You are viewing a plain text version of this content. The canonical link for it is here.
Posted to users@pdfbox.apache.org by "Hamann, Daniel" <D....@aurenz.de> on 2016/09/19 15:11:23 UTC

PDFMergerUtility causes an OutOfMemory exception when merging a large number of single page PDF documents

Hi,

 

Apache PDFBox 1.8.1 PDFMergerUtility causes an OutOfMemory exception
when merging a large number of single page PDF documents:

 

Here is the stacktrace:

 

Caused by: java.lang.OutOfMemoryError: Java heap space

       at java.util.Arrays.copyOf(Arrays.java:3210)

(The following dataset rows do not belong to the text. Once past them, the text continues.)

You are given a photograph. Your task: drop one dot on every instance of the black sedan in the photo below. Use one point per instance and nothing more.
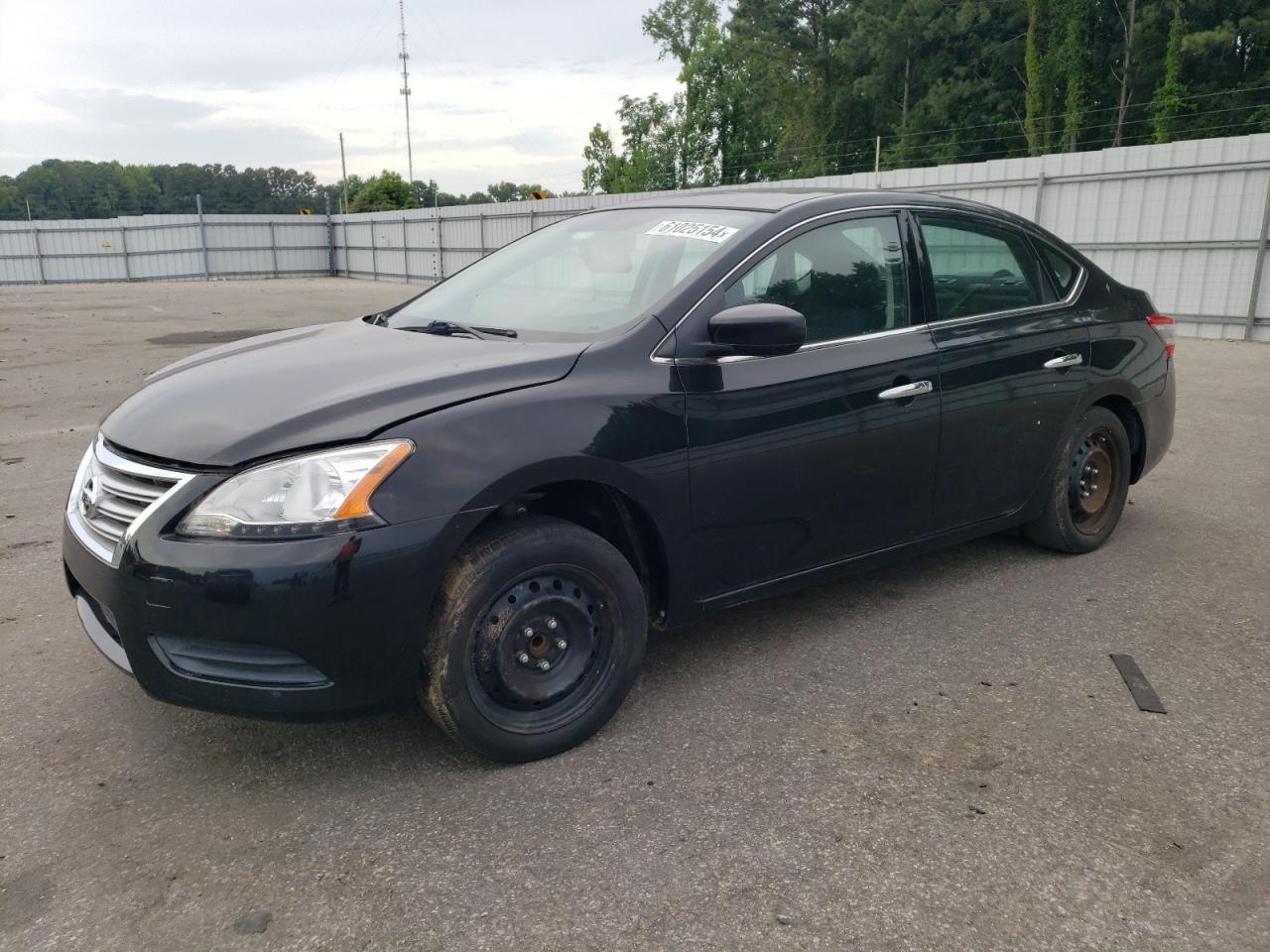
(639, 416)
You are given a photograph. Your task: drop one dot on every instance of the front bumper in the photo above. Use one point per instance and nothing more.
(282, 629)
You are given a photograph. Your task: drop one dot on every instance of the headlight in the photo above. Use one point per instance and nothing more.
(307, 495)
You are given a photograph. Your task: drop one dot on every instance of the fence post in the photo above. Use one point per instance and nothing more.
(202, 235)
(1259, 268)
(405, 253)
(123, 240)
(441, 252)
(40, 257)
(330, 241)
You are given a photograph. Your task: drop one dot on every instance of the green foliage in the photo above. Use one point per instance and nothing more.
(384, 193)
(1170, 99)
(792, 87)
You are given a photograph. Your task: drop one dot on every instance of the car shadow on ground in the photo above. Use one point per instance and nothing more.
(403, 743)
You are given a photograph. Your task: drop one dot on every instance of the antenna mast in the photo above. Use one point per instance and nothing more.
(405, 89)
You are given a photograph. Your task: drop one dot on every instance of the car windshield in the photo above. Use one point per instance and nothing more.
(587, 276)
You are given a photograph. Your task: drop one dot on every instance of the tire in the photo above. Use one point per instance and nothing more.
(1088, 488)
(495, 675)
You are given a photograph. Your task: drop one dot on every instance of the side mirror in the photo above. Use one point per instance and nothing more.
(758, 330)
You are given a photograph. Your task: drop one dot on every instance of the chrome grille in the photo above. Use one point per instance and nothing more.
(111, 495)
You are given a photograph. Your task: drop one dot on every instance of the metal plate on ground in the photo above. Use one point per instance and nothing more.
(1139, 687)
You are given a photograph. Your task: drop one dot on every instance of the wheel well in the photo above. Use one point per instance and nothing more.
(612, 516)
(1128, 414)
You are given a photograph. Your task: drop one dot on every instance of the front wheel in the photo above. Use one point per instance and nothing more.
(538, 636)
(1089, 486)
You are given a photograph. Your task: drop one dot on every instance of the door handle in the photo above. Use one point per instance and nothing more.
(907, 391)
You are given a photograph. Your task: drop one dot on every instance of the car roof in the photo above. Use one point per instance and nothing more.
(775, 198)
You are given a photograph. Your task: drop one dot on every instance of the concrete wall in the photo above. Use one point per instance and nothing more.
(1185, 221)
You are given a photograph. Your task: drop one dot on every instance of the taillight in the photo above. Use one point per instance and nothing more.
(1165, 329)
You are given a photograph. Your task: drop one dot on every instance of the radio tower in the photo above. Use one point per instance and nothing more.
(405, 89)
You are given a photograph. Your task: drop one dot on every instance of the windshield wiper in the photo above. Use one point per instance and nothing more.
(447, 327)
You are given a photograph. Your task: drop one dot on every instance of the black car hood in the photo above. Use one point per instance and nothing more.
(318, 385)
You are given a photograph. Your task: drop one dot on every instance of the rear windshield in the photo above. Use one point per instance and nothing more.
(587, 276)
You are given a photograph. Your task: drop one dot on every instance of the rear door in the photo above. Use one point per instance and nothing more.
(811, 457)
(1014, 354)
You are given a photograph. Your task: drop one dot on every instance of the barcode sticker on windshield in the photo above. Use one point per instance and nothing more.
(694, 229)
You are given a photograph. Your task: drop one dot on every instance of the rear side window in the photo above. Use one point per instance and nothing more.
(979, 270)
(846, 278)
(1062, 270)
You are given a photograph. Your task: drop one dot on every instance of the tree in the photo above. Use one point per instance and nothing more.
(384, 193)
(1127, 24)
(1171, 93)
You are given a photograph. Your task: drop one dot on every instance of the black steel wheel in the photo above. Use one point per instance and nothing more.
(1089, 486)
(536, 642)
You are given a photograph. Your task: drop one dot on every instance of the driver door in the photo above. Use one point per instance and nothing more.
(803, 460)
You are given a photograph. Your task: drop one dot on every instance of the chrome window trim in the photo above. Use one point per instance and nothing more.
(98, 448)
(1078, 287)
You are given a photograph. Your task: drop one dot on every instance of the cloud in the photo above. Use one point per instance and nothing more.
(112, 107)
(498, 93)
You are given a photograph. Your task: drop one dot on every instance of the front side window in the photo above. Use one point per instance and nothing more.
(979, 270)
(846, 280)
(584, 277)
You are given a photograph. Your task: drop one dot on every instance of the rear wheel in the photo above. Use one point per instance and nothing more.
(536, 639)
(1089, 486)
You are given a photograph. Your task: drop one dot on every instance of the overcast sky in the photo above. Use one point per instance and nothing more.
(500, 89)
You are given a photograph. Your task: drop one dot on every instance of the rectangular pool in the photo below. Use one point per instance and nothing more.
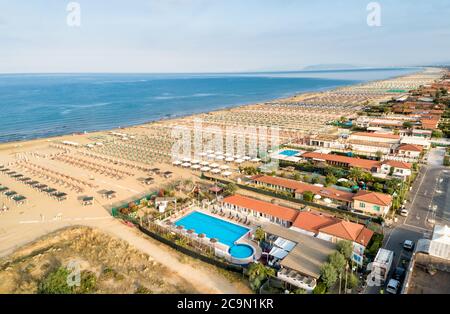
(289, 152)
(224, 231)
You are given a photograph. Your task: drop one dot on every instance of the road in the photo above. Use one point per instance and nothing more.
(429, 200)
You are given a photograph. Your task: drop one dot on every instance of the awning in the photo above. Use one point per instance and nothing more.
(284, 244)
(278, 253)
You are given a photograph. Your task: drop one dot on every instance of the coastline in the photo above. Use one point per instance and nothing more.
(305, 93)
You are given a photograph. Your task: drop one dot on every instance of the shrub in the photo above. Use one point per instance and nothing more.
(308, 196)
(321, 288)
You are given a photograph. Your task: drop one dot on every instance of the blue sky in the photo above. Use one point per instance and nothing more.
(219, 35)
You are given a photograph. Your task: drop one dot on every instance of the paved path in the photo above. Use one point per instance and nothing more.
(204, 277)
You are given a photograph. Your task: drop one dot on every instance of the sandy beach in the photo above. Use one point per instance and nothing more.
(81, 166)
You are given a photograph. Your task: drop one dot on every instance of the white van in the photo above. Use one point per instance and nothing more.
(393, 286)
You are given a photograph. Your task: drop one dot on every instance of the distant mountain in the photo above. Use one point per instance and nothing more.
(337, 66)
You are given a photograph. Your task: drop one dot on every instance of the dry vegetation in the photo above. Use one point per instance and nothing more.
(116, 266)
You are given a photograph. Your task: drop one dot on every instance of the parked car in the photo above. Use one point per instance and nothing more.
(404, 212)
(399, 273)
(393, 286)
(408, 245)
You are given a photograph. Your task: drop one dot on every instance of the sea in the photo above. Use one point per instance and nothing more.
(44, 105)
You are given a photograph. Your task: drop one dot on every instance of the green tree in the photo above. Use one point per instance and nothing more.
(407, 125)
(378, 187)
(345, 248)
(328, 274)
(338, 261)
(308, 196)
(230, 188)
(355, 174)
(330, 179)
(257, 275)
(260, 234)
(352, 281)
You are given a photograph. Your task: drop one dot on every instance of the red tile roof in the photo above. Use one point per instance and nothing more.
(379, 135)
(301, 187)
(285, 213)
(349, 231)
(351, 161)
(312, 222)
(373, 198)
(398, 164)
(410, 147)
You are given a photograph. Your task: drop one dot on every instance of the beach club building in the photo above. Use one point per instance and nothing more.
(372, 203)
(334, 230)
(395, 168)
(376, 137)
(330, 196)
(409, 150)
(342, 161)
(260, 210)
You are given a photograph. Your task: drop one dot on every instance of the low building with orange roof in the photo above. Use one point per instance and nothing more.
(342, 161)
(409, 150)
(396, 168)
(334, 230)
(373, 203)
(265, 211)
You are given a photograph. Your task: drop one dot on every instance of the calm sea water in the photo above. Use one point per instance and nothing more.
(42, 105)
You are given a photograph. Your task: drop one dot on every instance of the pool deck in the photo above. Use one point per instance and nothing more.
(257, 252)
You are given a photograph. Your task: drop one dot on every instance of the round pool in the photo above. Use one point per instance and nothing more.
(241, 251)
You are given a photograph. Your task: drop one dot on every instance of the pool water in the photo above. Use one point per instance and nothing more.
(289, 152)
(224, 231)
(241, 251)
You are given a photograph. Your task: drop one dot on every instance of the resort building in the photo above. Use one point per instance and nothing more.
(260, 210)
(343, 161)
(376, 137)
(372, 203)
(297, 257)
(324, 194)
(409, 150)
(334, 230)
(395, 168)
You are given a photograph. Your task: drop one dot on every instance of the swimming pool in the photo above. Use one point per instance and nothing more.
(224, 231)
(289, 152)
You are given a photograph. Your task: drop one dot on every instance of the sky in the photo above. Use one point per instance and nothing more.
(156, 36)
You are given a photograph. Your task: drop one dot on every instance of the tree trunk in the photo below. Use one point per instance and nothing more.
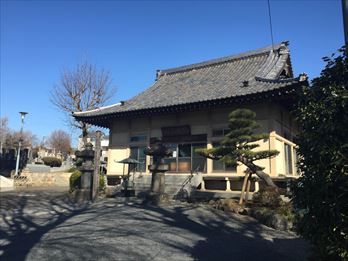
(84, 133)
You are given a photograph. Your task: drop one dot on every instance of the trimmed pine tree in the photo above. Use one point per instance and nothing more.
(239, 144)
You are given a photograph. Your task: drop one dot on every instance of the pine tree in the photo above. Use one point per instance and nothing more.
(239, 143)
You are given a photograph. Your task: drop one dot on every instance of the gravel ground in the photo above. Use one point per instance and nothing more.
(46, 225)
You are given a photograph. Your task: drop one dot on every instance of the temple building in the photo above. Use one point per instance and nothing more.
(187, 108)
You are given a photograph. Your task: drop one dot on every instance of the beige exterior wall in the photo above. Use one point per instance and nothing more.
(272, 117)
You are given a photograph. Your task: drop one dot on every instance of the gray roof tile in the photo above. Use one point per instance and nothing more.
(211, 80)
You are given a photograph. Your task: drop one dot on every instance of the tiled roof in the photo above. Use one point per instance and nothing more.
(232, 76)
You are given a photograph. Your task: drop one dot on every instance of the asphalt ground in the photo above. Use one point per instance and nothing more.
(46, 225)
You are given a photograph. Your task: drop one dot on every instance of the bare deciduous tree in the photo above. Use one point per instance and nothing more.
(83, 88)
(60, 141)
(27, 137)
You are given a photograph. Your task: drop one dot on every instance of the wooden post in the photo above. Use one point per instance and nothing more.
(273, 160)
(243, 188)
(248, 188)
(95, 188)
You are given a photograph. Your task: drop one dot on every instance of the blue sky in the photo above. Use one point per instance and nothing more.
(132, 39)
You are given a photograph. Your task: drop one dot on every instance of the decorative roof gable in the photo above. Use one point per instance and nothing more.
(251, 73)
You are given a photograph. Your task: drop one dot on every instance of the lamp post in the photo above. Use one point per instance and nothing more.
(22, 113)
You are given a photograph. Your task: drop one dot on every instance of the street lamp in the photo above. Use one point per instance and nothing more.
(22, 113)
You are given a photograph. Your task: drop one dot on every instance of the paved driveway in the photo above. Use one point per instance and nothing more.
(45, 225)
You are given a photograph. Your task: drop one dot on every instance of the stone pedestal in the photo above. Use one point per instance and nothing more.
(157, 195)
(87, 169)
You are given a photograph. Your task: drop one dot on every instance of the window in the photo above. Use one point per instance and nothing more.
(220, 132)
(184, 158)
(288, 159)
(137, 153)
(220, 166)
(138, 138)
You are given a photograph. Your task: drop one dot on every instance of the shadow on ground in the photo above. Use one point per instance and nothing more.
(44, 226)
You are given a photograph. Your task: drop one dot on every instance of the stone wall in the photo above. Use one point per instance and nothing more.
(43, 180)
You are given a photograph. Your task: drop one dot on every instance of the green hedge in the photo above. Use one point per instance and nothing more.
(52, 161)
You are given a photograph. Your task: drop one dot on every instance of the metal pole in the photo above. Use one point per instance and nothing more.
(20, 143)
(97, 148)
(345, 20)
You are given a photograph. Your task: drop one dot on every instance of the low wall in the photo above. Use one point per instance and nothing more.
(43, 180)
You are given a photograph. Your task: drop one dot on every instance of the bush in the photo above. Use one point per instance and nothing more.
(52, 161)
(321, 193)
(72, 169)
(268, 197)
(101, 182)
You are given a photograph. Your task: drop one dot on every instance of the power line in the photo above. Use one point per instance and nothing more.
(270, 22)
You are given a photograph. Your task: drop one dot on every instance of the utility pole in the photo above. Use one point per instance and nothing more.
(345, 21)
(22, 113)
(97, 148)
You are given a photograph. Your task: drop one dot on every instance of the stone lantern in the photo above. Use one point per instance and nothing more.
(158, 151)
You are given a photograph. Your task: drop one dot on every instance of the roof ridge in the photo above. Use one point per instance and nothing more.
(224, 59)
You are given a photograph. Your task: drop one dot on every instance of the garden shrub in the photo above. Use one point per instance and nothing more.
(321, 193)
(72, 169)
(52, 161)
(268, 197)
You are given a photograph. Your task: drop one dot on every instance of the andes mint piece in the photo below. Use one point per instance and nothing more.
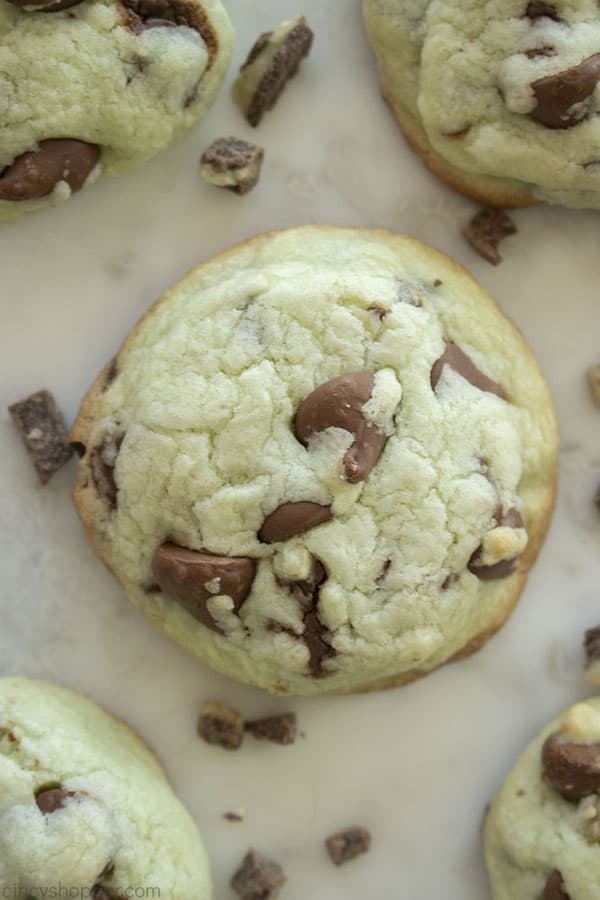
(555, 887)
(347, 844)
(192, 578)
(43, 431)
(485, 231)
(458, 360)
(279, 729)
(232, 164)
(272, 61)
(36, 173)
(258, 878)
(564, 99)
(338, 404)
(572, 769)
(102, 461)
(221, 725)
(290, 519)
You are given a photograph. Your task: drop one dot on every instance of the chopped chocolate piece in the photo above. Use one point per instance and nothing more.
(347, 844)
(279, 729)
(232, 164)
(290, 519)
(36, 173)
(258, 878)
(192, 578)
(572, 769)
(594, 382)
(222, 725)
(564, 99)
(272, 61)
(485, 231)
(338, 403)
(555, 887)
(43, 431)
(458, 360)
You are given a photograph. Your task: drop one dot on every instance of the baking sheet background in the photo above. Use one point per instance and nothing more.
(415, 765)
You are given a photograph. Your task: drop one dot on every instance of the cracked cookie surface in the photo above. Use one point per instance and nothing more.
(500, 98)
(99, 88)
(328, 461)
(85, 807)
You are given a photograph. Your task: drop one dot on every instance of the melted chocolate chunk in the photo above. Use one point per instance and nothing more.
(192, 578)
(35, 174)
(338, 403)
(458, 360)
(563, 100)
(572, 769)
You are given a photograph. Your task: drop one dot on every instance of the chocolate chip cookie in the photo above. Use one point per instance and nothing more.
(97, 87)
(500, 98)
(323, 462)
(542, 832)
(85, 808)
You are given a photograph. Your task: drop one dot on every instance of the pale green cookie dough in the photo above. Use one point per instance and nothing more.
(539, 844)
(189, 437)
(126, 82)
(111, 825)
(459, 76)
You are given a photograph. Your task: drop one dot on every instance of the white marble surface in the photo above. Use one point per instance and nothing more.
(415, 765)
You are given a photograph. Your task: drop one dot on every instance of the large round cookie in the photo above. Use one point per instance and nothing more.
(499, 97)
(85, 808)
(98, 88)
(542, 832)
(324, 461)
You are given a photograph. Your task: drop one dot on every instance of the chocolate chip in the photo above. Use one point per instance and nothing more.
(279, 729)
(564, 99)
(458, 360)
(338, 403)
(43, 431)
(555, 887)
(221, 725)
(272, 61)
(233, 164)
(290, 519)
(258, 878)
(192, 578)
(36, 173)
(572, 769)
(538, 9)
(103, 460)
(347, 844)
(485, 231)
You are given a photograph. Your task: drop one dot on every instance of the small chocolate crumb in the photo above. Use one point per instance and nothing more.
(221, 725)
(279, 729)
(258, 878)
(347, 844)
(43, 431)
(485, 231)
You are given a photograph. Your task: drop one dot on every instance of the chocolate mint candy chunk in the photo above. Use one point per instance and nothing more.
(572, 769)
(272, 61)
(43, 431)
(458, 360)
(276, 729)
(338, 404)
(258, 878)
(193, 578)
(221, 725)
(485, 231)
(564, 99)
(346, 845)
(232, 164)
(36, 173)
(290, 519)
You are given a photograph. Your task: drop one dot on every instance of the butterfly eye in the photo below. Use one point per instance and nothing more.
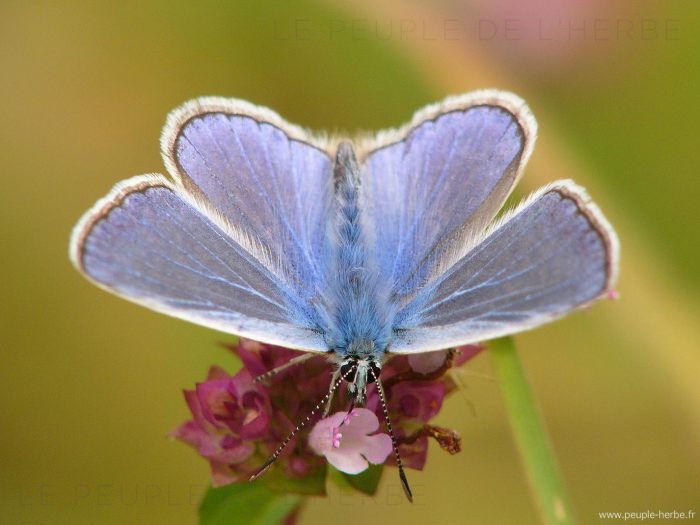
(347, 370)
(374, 371)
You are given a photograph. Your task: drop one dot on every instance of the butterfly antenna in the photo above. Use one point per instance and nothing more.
(402, 474)
(294, 361)
(294, 432)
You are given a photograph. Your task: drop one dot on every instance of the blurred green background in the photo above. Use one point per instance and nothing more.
(90, 384)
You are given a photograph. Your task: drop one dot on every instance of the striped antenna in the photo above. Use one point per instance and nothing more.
(294, 432)
(402, 474)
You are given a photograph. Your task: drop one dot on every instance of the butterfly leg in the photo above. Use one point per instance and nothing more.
(335, 377)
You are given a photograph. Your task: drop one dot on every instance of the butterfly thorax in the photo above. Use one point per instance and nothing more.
(359, 314)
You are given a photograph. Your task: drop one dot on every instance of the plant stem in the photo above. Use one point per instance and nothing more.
(533, 444)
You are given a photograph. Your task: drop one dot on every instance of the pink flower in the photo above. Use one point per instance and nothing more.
(237, 423)
(345, 440)
(229, 415)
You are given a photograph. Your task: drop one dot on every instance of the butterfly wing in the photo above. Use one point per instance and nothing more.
(237, 243)
(429, 186)
(265, 176)
(553, 254)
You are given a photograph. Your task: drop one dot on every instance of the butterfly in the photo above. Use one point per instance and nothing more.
(387, 244)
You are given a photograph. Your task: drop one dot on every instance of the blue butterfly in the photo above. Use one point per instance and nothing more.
(388, 244)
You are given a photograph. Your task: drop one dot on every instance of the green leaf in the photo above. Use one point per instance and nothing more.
(246, 503)
(367, 481)
(314, 485)
(531, 437)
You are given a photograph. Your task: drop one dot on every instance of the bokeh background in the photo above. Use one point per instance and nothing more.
(90, 385)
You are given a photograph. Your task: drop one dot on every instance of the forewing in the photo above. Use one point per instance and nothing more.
(149, 242)
(268, 178)
(431, 187)
(554, 254)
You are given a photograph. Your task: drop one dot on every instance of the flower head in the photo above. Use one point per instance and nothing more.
(345, 440)
(237, 423)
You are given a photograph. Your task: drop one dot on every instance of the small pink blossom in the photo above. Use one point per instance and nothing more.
(345, 440)
(237, 423)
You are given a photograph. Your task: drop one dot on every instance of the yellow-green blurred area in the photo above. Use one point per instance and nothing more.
(90, 385)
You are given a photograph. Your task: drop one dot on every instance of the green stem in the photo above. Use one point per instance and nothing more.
(534, 446)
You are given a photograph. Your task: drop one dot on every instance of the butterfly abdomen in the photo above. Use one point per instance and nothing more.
(355, 311)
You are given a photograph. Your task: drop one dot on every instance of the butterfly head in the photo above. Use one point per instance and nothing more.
(360, 367)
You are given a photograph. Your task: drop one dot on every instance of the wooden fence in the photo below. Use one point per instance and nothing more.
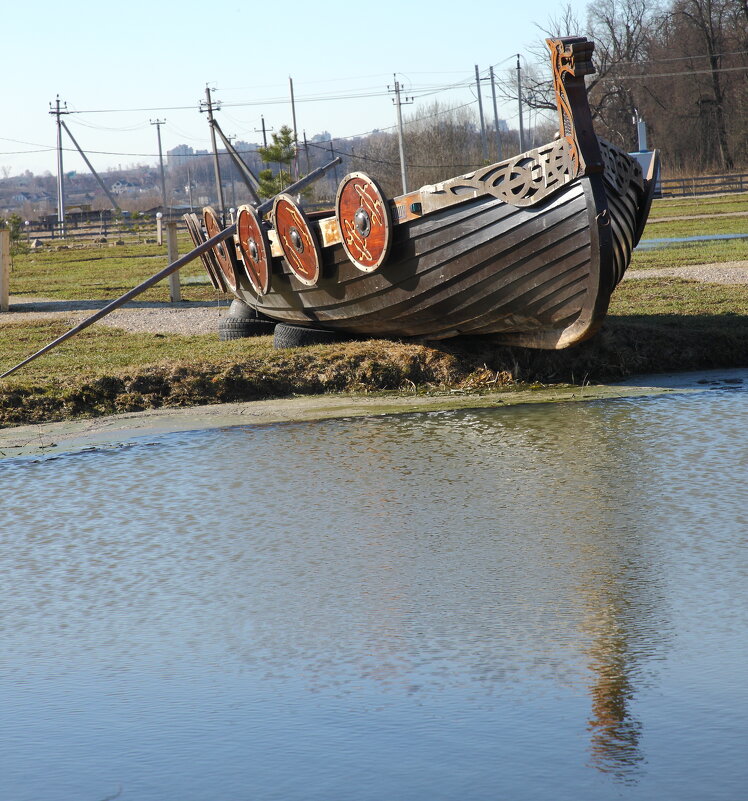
(704, 185)
(106, 230)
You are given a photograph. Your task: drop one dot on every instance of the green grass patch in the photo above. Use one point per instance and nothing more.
(103, 273)
(682, 254)
(701, 227)
(723, 204)
(653, 325)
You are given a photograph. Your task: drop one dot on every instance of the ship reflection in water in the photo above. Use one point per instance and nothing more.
(523, 603)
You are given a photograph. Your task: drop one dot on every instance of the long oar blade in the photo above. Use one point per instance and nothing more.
(115, 304)
(169, 269)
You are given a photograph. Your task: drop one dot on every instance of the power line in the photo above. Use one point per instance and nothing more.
(647, 76)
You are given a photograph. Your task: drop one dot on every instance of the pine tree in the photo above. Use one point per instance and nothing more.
(282, 153)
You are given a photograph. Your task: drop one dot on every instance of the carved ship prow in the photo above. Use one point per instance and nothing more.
(528, 250)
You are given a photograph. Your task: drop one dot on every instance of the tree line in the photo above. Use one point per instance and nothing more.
(681, 66)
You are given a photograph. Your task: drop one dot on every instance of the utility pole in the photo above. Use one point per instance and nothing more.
(264, 132)
(483, 142)
(90, 166)
(306, 154)
(335, 168)
(58, 110)
(295, 142)
(207, 106)
(399, 102)
(158, 124)
(519, 101)
(495, 114)
(233, 189)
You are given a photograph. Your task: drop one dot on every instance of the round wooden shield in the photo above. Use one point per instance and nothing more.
(255, 248)
(365, 221)
(195, 230)
(222, 250)
(297, 240)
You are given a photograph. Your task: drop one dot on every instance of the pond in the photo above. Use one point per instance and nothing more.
(523, 603)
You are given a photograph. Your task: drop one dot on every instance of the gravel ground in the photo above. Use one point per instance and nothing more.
(203, 318)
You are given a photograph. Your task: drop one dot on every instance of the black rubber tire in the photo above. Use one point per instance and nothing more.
(297, 336)
(241, 327)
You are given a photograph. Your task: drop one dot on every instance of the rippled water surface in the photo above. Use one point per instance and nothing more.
(528, 603)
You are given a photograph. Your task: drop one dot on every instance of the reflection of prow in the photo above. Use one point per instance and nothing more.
(615, 734)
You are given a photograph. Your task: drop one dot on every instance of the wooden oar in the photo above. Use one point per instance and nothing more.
(169, 269)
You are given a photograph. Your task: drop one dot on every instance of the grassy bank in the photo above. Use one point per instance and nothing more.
(653, 325)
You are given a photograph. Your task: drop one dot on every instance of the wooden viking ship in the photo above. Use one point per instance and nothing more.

       at java.util.Arrays.copyOf(Arrays.java:3181)

       at java.util.ArrayList.grow(ArrayList.java:261)

       at java.util.ArrayList.ensureExplicitCapacity(ArrayList.java:235)

       at java.util.ArrayList.ensureCapacityInternal(ArrayList.java:227)

       at java.util.ArrayList.add(ArrayList.java:458)

       at
org.apache.pdfbox.pdmodel.PDPageNode.getAllKids(PDPageNode.java:217)

       at
org.apache.pdfbox.pdmodel.PDPageNode.getKids(PDPageNode.java:174)

       at
org.apache.pdfbox.pdmodel.PDDocument.addPage(PDDocument.java:278)

       at
org.apache.pdfbox.util.PDFMergerUtility.appendDocument(PDFMergerUtility.
java:528)

       at
org.apache.pdfbox.util.PDFMergerUtility.mergeDocuments(PDFMergerUtility.
java:242)

       at
org.apache.pdfbox.util.PDFMergerUtility.mergeDocumentsNonSeq(PDFMergerUt
ility.java:211)

 

 

Even when using mergeDocumentsNonSeq() - which means an external file is
used to store data that is read from source PDF documents temporarily -
memory is consumed during appending source documents to resulting merged
PDF.

 

My questions are:

 

1.            Is memory consumed because appendDocument() reads PDF
document information from temporary file back to memory...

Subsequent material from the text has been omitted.